Le stage s’est axé sur une expérience clinique, pédagogique et organisationnelle inédite.
Du point de vue clinique, les étudiant-e-s ont pu suivre les consultations médicales sous l’encadrement des médecins du sport expérimentés au sein de la clinique médicale du village olympique, le Vortex. Le spectre de pathologies vues pendant ces trois semaines était très large, incluant de la traumatologie, des réactions allergiques et des atteintes respiratoires ou gastro-intestinales, sans oublier l’accent particulièrement important mis sur la prévention.
Ces situations médicales étaient particulièrement spéciales, car elles avaient un impact direct sur les performances de l’athlète, qui avait souvent une ou plusieurs compétitions les jours suivants. Ceci diffère largement des contextes habituels de consultations auxquels nous sommes habitués, de par la nécessité d’adaptation rapide et de solutions immédiates.
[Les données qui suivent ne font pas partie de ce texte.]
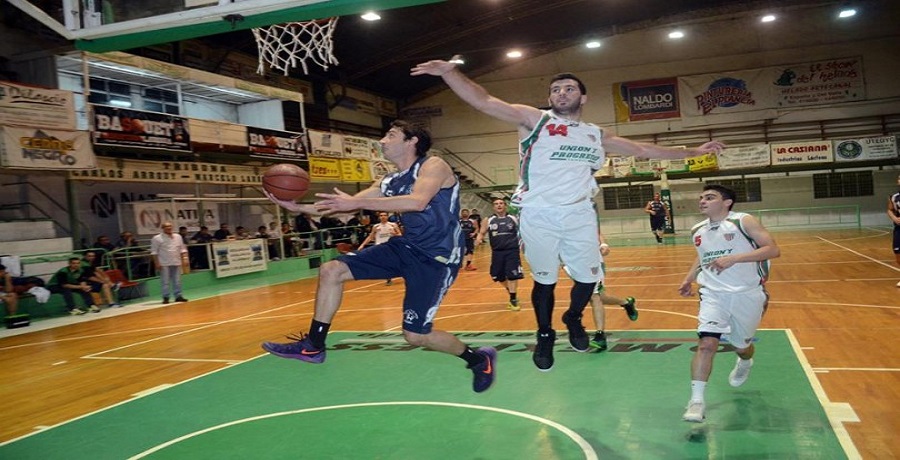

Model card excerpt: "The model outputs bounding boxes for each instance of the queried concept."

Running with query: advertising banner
[69,157,262,185]
[769,141,834,166]
[834,136,897,162]
[344,136,378,160]
[212,238,268,278]
[0,126,97,170]
[613,78,681,122]
[0,81,75,129]
[91,105,191,152]
[308,129,344,158]
[309,157,341,182]
[773,57,866,107]
[340,158,372,184]
[247,126,309,161]
[132,201,220,235]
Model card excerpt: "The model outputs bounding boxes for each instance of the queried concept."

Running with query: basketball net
[253,17,338,75]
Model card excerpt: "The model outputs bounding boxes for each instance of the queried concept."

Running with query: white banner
[69,157,262,185]
[719,144,772,169]
[0,81,75,129]
[772,57,866,107]
[0,126,97,170]
[212,238,268,278]
[308,129,344,158]
[834,136,897,161]
[769,141,834,166]
[132,201,220,235]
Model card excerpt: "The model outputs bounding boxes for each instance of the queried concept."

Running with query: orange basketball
[263,163,309,201]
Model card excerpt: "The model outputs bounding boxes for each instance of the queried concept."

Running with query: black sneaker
[469,347,497,393]
[622,297,637,321]
[588,331,607,353]
[531,330,556,372]
[563,310,588,353]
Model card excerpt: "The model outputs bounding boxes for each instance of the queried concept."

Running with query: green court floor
[0,330,847,460]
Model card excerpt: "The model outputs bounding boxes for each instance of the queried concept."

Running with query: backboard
[7,0,444,52]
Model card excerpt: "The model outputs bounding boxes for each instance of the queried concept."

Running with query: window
[144,88,180,115]
[88,78,131,107]
[813,171,875,198]
[603,184,653,211]
[706,177,762,203]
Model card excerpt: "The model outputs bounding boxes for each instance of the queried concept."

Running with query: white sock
[691,380,706,402]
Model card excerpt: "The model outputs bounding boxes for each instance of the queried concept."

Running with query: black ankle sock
[309,320,331,350]
[459,347,487,368]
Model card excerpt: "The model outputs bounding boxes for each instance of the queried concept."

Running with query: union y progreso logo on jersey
[550,145,600,163]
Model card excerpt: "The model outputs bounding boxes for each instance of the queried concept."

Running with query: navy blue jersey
[487,214,519,251]
[381,157,464,264]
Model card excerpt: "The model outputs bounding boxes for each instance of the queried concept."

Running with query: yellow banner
[341,158,372,182]
[685,153,719,172]
[309,157,341,182]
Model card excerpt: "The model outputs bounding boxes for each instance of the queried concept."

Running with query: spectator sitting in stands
[50,257,100,315]
[191,225,213,244]
[213,224,231,241]
[81,251,122,308]
[0,264,19,316]
[253,225,278,260]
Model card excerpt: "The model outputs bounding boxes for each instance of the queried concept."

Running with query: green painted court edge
[0,330,847,459]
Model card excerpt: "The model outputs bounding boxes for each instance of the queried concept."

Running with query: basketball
[263,163,309,201]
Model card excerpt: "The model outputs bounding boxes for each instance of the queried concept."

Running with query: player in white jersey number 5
[678,185,781,422]
[411,57,724,371]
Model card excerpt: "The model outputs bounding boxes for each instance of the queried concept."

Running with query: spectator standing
[150,222,189,304]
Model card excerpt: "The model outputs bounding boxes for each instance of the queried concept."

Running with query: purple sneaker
[262,335,325,364]
[469,347,497,393]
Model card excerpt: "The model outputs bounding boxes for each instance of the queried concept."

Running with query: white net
[253,17,338,75]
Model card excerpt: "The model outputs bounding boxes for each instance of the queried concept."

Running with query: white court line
[784,329,862,460]
[816,235,900,272]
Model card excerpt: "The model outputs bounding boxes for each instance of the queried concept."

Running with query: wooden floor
[0,229,900,459]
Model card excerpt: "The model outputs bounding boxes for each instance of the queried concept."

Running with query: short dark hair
[391,120,431,157]
[703,184,737,211]
[550,73,587,95]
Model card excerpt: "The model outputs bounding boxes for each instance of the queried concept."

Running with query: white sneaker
[681,401,706,423]
[728,356,753,387]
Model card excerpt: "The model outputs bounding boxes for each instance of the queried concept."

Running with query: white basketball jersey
[691,212,769,292]
[512,111,606,207]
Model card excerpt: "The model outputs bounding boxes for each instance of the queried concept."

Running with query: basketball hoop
[253,17,338,75]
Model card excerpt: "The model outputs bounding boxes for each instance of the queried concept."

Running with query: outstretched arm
[409,56,541,130]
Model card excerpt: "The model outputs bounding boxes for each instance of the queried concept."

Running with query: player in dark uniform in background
[475,198,524,311]
[644,193,669,244]
[459,209,478,271]
[888,172,900,287]
[262,120,497,392]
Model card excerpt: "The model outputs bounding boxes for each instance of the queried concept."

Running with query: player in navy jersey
[475,198,524,311]
[262,120,497,392]
[644,193,669,244]
[888,176,900,287]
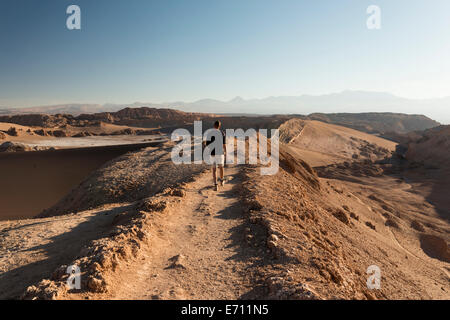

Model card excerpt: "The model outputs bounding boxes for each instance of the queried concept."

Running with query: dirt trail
[103,168,261,300]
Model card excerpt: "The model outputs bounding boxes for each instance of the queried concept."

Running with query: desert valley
[0,107,450,300]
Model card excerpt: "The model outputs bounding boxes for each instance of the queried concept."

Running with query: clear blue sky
[0,0,450,106]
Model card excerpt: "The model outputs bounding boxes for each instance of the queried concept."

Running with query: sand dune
[0,119,450,299]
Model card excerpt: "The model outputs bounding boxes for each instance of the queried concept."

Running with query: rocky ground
[0,118,450,299]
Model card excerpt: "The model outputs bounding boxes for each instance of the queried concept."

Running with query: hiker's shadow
[0,205,134,299]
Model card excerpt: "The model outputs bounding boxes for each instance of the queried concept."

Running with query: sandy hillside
[0,140,444,299]
[279,119,396,166]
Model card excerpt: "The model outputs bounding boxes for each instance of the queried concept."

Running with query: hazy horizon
[0,0,450,121]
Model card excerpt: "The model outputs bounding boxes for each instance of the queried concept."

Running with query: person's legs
[212,168,217,185]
Ces prises en charge devaient également s’intégrer dans le respect des conditions strictes des règlements anti-dopage. En effet, de nombreuses substances ou méthodes thérapeutiques que nous avons l’habitude d’utiliser dans des consultations urgentes se trouvent sur la liste des produits et méthodes interdits. Il convenait donc de trouver des alternatives thérapeutiques autorisées et efficaces. Nous avons été confrontés à un tel cas, avec l’arrivée d’un athlète qui a fait une réaction allergique: il s’est présenté uniquement avec une urticaire généralisée persistant malgré un traitement anti-histaminique qu’il avait déjà pris. Les corticostéroïdes systémiques, qui sont habituellement utilisés, ont été évités initialement, car ils figurent sur la liste des médicaments interdits. Le médecin de son équipe a été informé de la situation et a demandé qu’on essaye d’attendre son arrivée et si possible, éviter la cortisone, mais que si l’état se péjorait, qu’il fallait l’administrer. Son état clinique s’est péjoré avec l’apparition d’une dyspnée et un œdème facial. On a posé une voie veineuse et administrer un anti-histaminique i.v. et les corticostéroïdes qui ont vite permis de rétablir une situation stable. Le patient a été transféré au CHUV pour une surveillance de quelques heures avant de revenir au Vortex, complètement rétabli. Dans certains cas, cela n’était pas possible et il était nécessaire de faire une demande de dérogation pour pouvoir soigner l’athlète sans qu’il soit pénalisé dans ses JOJ.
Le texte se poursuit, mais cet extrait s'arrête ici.